We need to support over 10M files in each folder. JSON wouldn't fare well as the lack of indices makes random access problematic. Composing a JSON file with many objects is, at least with the current JSON implementation, not feasible.
CDB is only a transport medium. The data originates in PostgreSQL and upon request, stored in CDB and transferred. Writing/freezing to CDB is faster than encoding JSON.
CDB also makes it possible to access it directly, with ranged HTTP requests. It isn't something I've implemented, but having the option to do so is nice.
> CDB is only a transport medium. The data originates in PostgreSQL and upon request, stored in CDB and transferred. Writing/freezing to CDB is faster than encoding JSON.
Might have been interesting to actually include this in the article, do you not think so? ;-)
The way the article is written, made it seen that you used cdb on edge nodes to store metadata. With no information as to what your storing / access, how, why ... This is part of the reason we have these discussions here.

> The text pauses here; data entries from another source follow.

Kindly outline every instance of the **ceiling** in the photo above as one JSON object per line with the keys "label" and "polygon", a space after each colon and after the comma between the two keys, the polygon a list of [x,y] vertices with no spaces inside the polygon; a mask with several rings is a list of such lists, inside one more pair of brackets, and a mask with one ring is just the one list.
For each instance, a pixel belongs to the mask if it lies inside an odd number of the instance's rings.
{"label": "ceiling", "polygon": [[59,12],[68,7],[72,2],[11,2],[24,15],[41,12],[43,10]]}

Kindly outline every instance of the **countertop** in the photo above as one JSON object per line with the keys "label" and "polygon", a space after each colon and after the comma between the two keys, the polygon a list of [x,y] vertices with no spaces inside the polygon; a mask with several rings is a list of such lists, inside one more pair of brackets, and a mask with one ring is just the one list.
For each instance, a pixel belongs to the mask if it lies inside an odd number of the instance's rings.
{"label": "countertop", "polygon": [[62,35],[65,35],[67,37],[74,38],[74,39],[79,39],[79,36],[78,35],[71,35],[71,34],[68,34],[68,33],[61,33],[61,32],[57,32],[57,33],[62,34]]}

The post is about mmap and my somewhat successful use of it. If I've described my whole stack it would have been a small thesis and not really interesting.
CDB is only a transport medium. The data originates in PostgreSQL and upon request, stored in CDB and transferred. Writing/freezing to CDB is faster than encoding JSON.
CDB also makes it possible to access it directly, with ranged HTTP requests. It isn't something I've implemented, but having the option to do so is nice.